Verslag plenaire vergadering
Actuele vraag over de toenemende vraag naar sociale vakanties
Verslag
De heer De Bruyn heeft het woord.
Mevrouw de voorzitter, mijnheer de minister, collega's, ik hoef jullie er niet aan te herinneren dat we aan de vooravond staan van ons politiek reces. Ik denk niet dat ik me vergis als ik stel dat voor ieder van ons daarin op zijn minst één meerdaagse vakantie-uitstap, al dan niet naar het buitenland, inbegrepen zit. Het weze u allen van harte gegund.
Maar laat ons niet vergeten dat voor heel wat Vlamingen een dergelijke uitstap absoluut niet haalbaar is. Ik geef slechts twee cijfers om dit te illustreren. Ruim 15 percent van de Vlamingen leeft onder de armoedegrens. Dat betekent dat voor 330.000 Vlamingen een vakantie-uitstap, al weze het slechts een eendaagse uitstap, niet haalbaar is.
Nochtans is vakantie veel meer dan alleen maar luxe, het is mijns inziens een basisrecht, een noodzaak, zeker voor degenen die dagelijks moeten opboksen tegen de armoede, die zich dagelijks zorgen moeten maken over het einde van de maand en die niet de luxe kennen die wij wel kennen. Meer nog voor hen dan voor ons is een vakantie, er eens uitbreken, een ongelooflijk positieve ervaring die hun weer energie geeft, hen in contact brengt met andere mensen, wat hun sociaal welbevinden enkel maar ten goede komt.

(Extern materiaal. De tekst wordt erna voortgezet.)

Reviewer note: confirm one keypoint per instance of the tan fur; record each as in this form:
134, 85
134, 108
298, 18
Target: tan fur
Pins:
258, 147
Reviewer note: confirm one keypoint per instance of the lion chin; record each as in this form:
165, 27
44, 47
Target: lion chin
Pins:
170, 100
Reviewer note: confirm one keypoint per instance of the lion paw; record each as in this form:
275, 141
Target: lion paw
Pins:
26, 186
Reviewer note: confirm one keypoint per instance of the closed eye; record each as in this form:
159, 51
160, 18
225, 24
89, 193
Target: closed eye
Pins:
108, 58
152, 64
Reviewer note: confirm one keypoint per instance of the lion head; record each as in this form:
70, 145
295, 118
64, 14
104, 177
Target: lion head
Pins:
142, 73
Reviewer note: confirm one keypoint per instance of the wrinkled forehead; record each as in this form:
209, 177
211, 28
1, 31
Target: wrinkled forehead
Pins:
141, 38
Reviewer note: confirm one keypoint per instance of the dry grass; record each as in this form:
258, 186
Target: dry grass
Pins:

Daarom denk ik dat we met recht en reden fier mogen zijn dat de Vlaamse Gemeenschap ook voor mensen die het zich niet kunnen veroorloven een aantal initiatieven ontplooit. Ik verwijs onder meer naar het Steunpunt Vakantieparticipatie. Gisteren nog werd in een mededeling bekendgemaakt dat het aanbod dat in de sector aanwezig is, beter moet worden afgestemd op de vraag naar ondersteuning, naar bemiddeling, naar het samenbrengen van mensen die een tegemoetkoming nodig hebben om op vakantie te kunnen gaan. Dat Steunpunt Vakantieparticipatie krijgt daar steeds meer vragen toe.
Mijnheer de minister, beschikt het steunpunt volgens u over voldoende budgettaire middelen? Indien niet, voorziet de volgende jaren in een stijging? Hoe evalueert u na een aantal jaren de werking van dit steunpunt?
Mevrouw Demeulenaere het woord.
Er is gebleken dat er een heel belangrijke stijging is in dit deel van toerisme: men spreekt van een verdubbeling van de cijfers in de laatste jaren. Mijnheer de minister, hoeveel van de 330.000 kandidaat-vakantiegangers blijven daadwerkelijk in de kou staan en kunnen niet op vakantie gaan? Dat wordt nergens vermeld in de mededeling. Is de situatie inderdaad zo schrijnend?
Is geld het enige probleem? Als het aantal aanvragen verdubbelt, dan veronderstel ik dat er ook dubbel zoveel mankracht nodig zal zijn om het papierwerk en dergelijke te verwerken. Zijn er daar problemen mee? Hoe zal daar in de toekomst mee worden omgegaan? Mochten daar heel veel tekorten zijn, hoe zult u daar in de toekomst mee omgaan? Zult u werken met een wachtlijst, zodat iedereen wel eens aan de beurt komt en het niet altijd aan dezelfden wordt overgelaten?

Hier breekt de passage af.